This is A Trading Tale. It deals with what is called Data Mining and thus the title. The subtitle is “Fools Gold” and I use it to help you remember the tale’s lesson. Fools Gold is the name given to a mineral which looks like gold but is actually worthless. The earliest origin of the term I can uncover is attributed to a Martin Frobisher and his return to England from a voyage to find the North West Passage in 1576 with a cargo of this supposed ‘gold mineral’. The term has come to denote any apparent treasure trove that turns out to be worthless. 450 years later we have our own version of fools gold—it’s called the financial markets.
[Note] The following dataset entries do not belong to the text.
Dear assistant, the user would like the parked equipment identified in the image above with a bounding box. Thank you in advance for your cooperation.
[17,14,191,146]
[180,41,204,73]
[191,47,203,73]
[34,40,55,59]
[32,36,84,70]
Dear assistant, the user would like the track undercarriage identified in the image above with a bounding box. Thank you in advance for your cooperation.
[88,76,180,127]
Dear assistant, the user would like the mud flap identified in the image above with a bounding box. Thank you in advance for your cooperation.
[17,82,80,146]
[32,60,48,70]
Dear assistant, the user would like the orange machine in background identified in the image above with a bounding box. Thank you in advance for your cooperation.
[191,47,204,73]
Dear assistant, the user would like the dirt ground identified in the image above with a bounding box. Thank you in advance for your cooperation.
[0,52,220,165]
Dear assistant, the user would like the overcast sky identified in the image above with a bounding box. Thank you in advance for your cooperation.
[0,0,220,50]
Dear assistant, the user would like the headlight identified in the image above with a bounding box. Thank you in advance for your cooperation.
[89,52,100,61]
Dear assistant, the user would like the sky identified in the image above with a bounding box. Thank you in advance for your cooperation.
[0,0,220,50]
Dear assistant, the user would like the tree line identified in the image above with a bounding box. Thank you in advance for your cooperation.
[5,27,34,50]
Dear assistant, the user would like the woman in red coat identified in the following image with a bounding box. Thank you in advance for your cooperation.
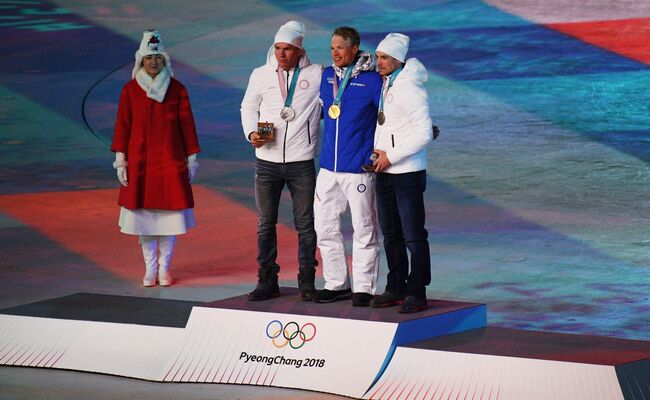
[111,30,200,286]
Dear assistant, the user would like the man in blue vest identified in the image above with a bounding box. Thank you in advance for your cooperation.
[372,33,433,313]
[314,26,382,307]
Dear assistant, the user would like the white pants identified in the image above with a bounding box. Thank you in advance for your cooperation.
[314,169,379,294]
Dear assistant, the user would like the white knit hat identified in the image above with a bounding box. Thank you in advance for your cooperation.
[377,33,410,62]
[131,29,174,78]
[273,21,305,49]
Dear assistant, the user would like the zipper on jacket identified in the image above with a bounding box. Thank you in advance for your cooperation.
[282,121,286,163]
[334,115,340,172]
[307,120,311,144]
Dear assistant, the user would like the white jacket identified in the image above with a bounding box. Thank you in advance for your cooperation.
[241,47,323,163]
[375,58,433,174]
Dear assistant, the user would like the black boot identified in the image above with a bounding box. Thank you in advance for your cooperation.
[298,267,316,301]
[248,265,280,301]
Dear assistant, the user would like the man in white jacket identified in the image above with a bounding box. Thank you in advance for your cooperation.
[241,21,322,301]
[371,33,433,313]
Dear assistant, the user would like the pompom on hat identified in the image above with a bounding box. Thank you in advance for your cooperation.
[377,33,410,62]
[131,29,174,78]
[273,21,306,49]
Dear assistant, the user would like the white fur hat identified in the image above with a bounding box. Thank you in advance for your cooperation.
[377,33,410,62]
[131,29,174,78]
[273,21,305,49]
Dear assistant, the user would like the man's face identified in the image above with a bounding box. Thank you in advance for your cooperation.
[376,51,401,76]
[331,35,359,68]
[275,43,302,70]
[142,54,165,78]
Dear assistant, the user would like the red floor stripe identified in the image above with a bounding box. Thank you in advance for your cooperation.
[0,185,308,286]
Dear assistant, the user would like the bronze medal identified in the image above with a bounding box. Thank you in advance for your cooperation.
[280,107,296,122]
[377,111,386,125]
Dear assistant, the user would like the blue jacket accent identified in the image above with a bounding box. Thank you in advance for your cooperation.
[320,66,382,173]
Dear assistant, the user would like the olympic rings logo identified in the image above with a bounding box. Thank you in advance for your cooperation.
[266,319,316,349]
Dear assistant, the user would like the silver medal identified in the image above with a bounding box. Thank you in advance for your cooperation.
[280,107,296,122]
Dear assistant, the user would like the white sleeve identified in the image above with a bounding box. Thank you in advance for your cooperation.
[386,86,433,164]
[241,71,262,140]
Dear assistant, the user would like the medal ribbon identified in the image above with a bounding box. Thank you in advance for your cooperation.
[332,65,354,106]
[278,65,300,107]
[379,67,403,112]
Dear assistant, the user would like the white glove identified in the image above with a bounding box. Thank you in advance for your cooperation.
[113,152,129,186]
[187,153,199,183]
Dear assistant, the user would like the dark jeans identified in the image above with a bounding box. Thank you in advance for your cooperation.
[255,159,318,272]
[376,171,431,298]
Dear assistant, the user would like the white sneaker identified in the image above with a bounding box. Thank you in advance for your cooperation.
[158,268,172,286]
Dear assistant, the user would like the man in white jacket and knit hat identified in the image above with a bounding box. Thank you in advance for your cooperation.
[241,21,322,301]
[371,33,433,313]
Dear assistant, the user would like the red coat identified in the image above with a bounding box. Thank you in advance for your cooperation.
[111,78,201,210]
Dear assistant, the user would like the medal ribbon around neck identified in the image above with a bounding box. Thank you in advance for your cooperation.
[327,65,354,119]
[278,65,300,122]
[379,66,404,125]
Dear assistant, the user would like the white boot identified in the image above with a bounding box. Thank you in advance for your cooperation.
[140,236,158,287]
[158,236,176,286]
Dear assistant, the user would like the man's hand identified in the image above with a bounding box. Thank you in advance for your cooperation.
[249,132,269,149]
[372,149,392,172]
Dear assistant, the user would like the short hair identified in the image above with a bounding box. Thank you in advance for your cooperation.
[332,26,361,46]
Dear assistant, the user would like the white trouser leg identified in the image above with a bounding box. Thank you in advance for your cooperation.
[339,174,379,294]
[140,235,158,286]
[314,169,350,290]
[158,235,176,286]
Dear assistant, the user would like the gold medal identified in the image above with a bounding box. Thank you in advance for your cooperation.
[377,111,386,125]
[327,104,341,119]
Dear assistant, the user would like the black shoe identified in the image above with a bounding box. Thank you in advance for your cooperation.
[314,289,352,303]
[352,293,374,307]
[248,282,280,301]
[298,267,316,301]
[300,289,317,301]
[398,296,427,314]
[370,290,404,308]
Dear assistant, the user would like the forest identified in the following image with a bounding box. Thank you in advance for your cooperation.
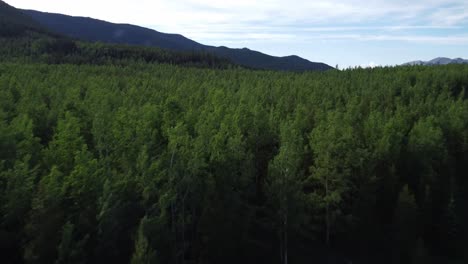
[0,56,468,264]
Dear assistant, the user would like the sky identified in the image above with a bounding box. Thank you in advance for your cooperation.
[5,0,468,68]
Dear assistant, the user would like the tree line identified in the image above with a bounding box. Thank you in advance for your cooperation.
[0,60,468,264]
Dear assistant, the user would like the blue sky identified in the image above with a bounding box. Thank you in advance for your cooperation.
[6,0,468,68]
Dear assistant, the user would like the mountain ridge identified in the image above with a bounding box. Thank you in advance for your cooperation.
[22,10,334,71]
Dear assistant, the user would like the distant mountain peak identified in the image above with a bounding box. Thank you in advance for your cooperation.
[402,57,468,66]
[19,10,333,71]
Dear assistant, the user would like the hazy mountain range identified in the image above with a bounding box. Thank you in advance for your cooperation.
[402,57,468,66]
[22,10,333,71]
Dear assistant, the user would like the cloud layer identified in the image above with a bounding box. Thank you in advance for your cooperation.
[6,0,468,64]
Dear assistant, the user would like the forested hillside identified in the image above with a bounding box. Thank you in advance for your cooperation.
[0,61,468,264]
[21,10,333,71]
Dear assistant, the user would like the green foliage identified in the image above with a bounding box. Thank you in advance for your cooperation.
[0,60,468,264]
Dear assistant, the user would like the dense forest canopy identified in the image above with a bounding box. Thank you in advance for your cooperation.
[0,1,468,264]
[0,62,468,263]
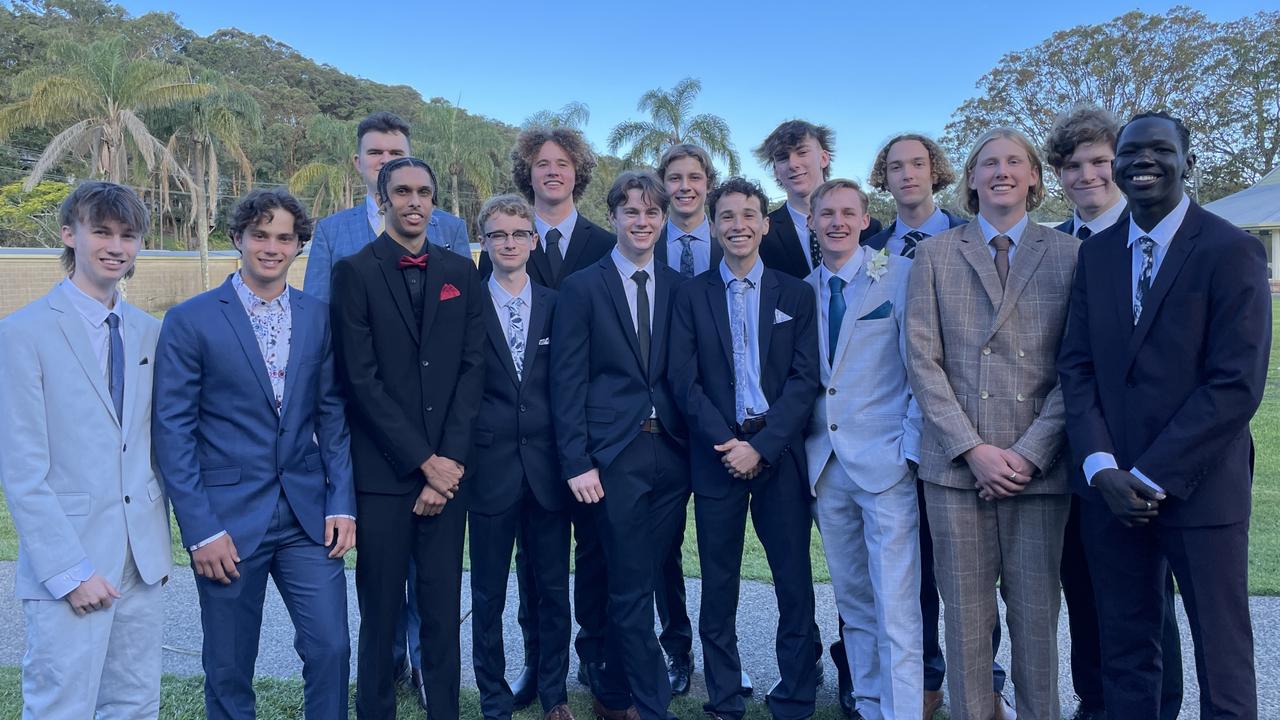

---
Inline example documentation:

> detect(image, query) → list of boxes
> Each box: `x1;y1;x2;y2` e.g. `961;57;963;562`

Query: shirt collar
1071;195;1129;233
667;215;712;242
59;278;124;328
978;213;1030;247
534;208;577;241
1129;192;1192;247
719;256;764;287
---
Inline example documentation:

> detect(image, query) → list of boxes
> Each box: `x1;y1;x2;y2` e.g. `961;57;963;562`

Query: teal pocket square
858;300;893;320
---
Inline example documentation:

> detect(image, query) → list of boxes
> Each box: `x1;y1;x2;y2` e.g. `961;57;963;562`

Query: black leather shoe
667;655;694;694
511;665;538;710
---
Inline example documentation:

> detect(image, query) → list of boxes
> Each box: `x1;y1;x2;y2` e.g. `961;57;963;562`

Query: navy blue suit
552;255;689;720
467;284;573;717
151;271;356;719
669;265;820;719
1059;202;1271;720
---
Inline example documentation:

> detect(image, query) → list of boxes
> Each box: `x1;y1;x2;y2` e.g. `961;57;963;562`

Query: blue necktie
827;275;845;363
106;313;124;425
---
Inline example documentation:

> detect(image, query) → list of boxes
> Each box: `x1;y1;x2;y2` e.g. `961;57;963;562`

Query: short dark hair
755;120;836;179
604;170;671;215
1044;102;1120;170
227;187;311;250
707;176;769;217
58;181;151;275
376;155;440;205
1116;110;1192;154
511;127;595;202
356;113;408;152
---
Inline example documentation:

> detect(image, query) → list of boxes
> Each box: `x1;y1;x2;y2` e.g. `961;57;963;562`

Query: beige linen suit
906;222;1079;720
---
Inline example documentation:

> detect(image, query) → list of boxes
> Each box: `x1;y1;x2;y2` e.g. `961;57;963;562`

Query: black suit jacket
1059;202;1271;525
760;202;881;279
467;283;572;515
552;255;687;479
480;211;617;290
330;233;489;493
860;208;962;251
669;268;822;497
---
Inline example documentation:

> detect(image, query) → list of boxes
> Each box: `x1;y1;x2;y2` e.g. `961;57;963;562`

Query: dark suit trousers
694;454;817;720
467;484;571;720
921;478;1006;693
356;492;467;720
591;433;689;720
1061;496;1183;720
196;493;351;720
1080;502;1258;720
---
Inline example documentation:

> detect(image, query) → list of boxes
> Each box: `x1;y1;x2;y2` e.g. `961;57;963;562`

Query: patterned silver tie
1133;236;1156;325
728;274;755;423
506;297;525;380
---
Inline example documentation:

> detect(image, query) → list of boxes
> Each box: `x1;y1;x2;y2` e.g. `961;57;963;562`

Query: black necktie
631;270;649;375
547;228;564;278
106;313;124;425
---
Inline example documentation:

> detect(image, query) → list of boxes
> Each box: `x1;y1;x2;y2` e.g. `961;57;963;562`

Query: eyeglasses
484;231;534;245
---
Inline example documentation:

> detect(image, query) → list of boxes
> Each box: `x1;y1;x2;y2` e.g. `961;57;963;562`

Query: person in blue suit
152;188;356;720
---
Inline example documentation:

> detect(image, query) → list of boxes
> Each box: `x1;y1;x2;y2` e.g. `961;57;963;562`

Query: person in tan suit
906;128;1079;720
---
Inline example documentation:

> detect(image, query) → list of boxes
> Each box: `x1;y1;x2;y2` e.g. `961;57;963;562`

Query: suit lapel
374;236;431;345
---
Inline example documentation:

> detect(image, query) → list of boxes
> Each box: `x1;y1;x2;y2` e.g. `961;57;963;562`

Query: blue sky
122;0;1280;195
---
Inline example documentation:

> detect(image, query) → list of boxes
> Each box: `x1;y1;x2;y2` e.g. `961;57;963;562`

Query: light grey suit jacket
805;256;920;493
0;287;172;600
906;222;1080;493
301;202;471;302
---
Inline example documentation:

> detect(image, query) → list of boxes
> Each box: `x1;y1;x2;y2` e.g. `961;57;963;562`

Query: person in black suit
330;158;488;720
863;133;1012;720
1059;113;1271;720
1044;105;1183;720
480;128;614;708
467;195;573;720
552;172;689;720
669;178;819;720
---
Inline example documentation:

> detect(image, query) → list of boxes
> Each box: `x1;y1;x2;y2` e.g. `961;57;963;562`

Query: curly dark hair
227;187;311;250
1044;104;1120;170
867;132;956;192
511;127;595;202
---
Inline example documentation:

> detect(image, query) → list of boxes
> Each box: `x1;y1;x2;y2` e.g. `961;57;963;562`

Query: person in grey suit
805;179;924;720
0;182;172;720
906;128;1079;720
302;113;471;302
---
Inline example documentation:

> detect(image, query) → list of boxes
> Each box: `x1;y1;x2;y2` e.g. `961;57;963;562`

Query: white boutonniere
867;249;888;282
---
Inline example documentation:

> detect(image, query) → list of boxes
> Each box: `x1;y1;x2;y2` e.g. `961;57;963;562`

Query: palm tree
0;37;212;190
608;78;740;176
521;100;591;131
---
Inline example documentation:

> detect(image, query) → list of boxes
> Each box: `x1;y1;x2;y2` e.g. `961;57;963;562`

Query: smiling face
712;192;769;266
380;165;435;241
968;137;1039;217
1114;118;1196;219
773;135;831;202
1057;142;1120;220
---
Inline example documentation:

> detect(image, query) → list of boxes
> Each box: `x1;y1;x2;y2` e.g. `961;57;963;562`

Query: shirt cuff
1084;452;1120;487
45;557;93;600
187;530;227;552
1129;468;1166;495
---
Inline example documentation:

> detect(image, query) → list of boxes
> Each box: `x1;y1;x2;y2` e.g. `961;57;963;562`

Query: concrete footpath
0;561;1280;719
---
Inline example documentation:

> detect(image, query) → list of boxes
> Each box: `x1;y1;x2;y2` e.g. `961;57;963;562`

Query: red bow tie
396;254;428;270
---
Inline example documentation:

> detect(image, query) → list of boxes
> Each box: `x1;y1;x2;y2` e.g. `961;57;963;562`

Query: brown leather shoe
995;693;1018;720
543;703;573;720
591;697;640;720
924;691;942;720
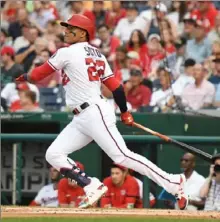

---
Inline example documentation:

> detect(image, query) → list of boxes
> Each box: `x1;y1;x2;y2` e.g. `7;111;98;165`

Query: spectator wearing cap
127;30;148;75
8;9;30;41
30;1;55;29
209;54;220;86
60;1;95;28
209;55;220;107
114;2;147;43
200;154;220;211
186;20;211;63
1;82;40;112
167;1;186;34
149;67;172;112
101;164;143;209
144;41;164;81
191;1;218;31
173;37;186;79
15;90;44;112
208;12;220;42
145;3;177;37
29;167;60;207
147;34;161;44
41;1;60;19
1;46;24;88
15;35;48;72
105;1;126;30
97;25;120;62
140;0;161;21
58;161;85;207
125;68;151;111
182;13;196;40
181;64;215;110
172;59;196;96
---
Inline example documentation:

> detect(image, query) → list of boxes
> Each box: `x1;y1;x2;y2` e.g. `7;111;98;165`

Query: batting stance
16;15;188;209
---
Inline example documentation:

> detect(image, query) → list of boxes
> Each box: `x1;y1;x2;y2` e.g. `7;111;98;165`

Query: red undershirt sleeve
28;62;56;82
103;76;120;92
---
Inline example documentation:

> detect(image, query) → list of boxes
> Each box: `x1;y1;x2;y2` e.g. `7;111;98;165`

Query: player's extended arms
16;62;55;83
103;77;134;126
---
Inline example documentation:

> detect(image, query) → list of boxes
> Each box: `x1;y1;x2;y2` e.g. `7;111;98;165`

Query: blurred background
0;0;220;210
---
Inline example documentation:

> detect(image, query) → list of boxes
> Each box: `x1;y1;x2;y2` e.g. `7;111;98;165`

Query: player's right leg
46;117;107;208
85;102;187;209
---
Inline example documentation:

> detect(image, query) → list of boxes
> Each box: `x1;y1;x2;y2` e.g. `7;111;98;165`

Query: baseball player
29;167;60;207
16;14;188;209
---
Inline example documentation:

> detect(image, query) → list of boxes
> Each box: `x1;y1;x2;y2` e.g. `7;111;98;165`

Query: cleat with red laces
79;178;108;209
175;174;188;210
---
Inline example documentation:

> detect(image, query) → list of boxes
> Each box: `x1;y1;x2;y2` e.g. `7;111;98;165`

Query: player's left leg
82;102;187;209
46;114;107;208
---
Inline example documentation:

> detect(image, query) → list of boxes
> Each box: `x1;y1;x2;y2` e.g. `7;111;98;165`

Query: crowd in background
30;153;220;211
0;0;220;112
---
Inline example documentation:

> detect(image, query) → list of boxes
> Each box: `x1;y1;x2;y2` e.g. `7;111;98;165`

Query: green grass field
2;216;218;222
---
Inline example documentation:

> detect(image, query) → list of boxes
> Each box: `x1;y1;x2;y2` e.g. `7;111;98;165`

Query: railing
1;134;220;207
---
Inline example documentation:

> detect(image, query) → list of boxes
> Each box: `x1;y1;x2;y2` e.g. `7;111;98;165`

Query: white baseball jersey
34;184;59;207
48;42;113;109
1;83;40;106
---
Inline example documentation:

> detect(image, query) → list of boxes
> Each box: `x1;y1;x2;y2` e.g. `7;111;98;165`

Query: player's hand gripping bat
133;122;212;162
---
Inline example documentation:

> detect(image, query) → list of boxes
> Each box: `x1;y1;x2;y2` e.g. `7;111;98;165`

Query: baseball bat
133;122;212;162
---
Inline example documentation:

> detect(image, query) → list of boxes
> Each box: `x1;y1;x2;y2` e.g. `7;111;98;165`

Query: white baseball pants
46;99;180;195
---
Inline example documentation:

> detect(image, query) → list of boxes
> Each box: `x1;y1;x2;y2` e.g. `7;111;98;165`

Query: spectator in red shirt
42;1;60;19
125;69;151;111
70;1;95;24
162;29;176;54
14;90;44;112
58;162;85;207
105;1;126;29
192;1;218;31
127;30;147;72
97;25;120;62
101;164;142;208
183;14;196;40
144;41;164;80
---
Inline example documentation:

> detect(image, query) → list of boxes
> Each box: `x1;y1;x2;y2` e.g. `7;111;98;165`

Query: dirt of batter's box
1;206;220;219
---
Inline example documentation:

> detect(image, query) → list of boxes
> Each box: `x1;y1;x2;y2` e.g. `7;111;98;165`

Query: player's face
111;168;125;185
64;26;86;44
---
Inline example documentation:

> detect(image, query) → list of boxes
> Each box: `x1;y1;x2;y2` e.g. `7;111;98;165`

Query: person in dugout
100;163;156;208
29;166;61;207
58;161;85;208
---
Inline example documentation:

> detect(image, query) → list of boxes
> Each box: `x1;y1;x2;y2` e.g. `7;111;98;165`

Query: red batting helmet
60;14;95;39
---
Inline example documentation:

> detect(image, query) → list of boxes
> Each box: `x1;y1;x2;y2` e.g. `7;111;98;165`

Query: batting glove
121;112;134;126
15;73;27;82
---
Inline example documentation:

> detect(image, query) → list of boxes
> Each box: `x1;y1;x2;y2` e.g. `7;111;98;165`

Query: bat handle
133;122;172;142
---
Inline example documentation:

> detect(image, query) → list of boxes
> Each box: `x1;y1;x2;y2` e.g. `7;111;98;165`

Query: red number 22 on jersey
85;58;105;81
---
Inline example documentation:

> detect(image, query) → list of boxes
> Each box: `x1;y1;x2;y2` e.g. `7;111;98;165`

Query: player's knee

Just like the unknowledgeable prospectors of old thought they had hit the mother-lode, so do many of today’s data prospectors or data miners.
So what is Data Mining? Data Mining is a technique applied to many disciplines where the researcher examines data and tries to find patterns. Humans are great at finding patterns and with the aid of computers and fancy algorithms never have so many patterns been found in financial data. Test any hypothesis on a stream of data or a time series and you will find a pattern. What distinguishes the professional from the amateur pattern finder is discipline. The professional finds a pattern and then tries to prove the pattern is false. The amateur thinks they’ve discovered the next best thing to sliced bread and goes about trading this only known to them pattern until you guessed it—it stops working, they lose money and off they go in search of new patterns.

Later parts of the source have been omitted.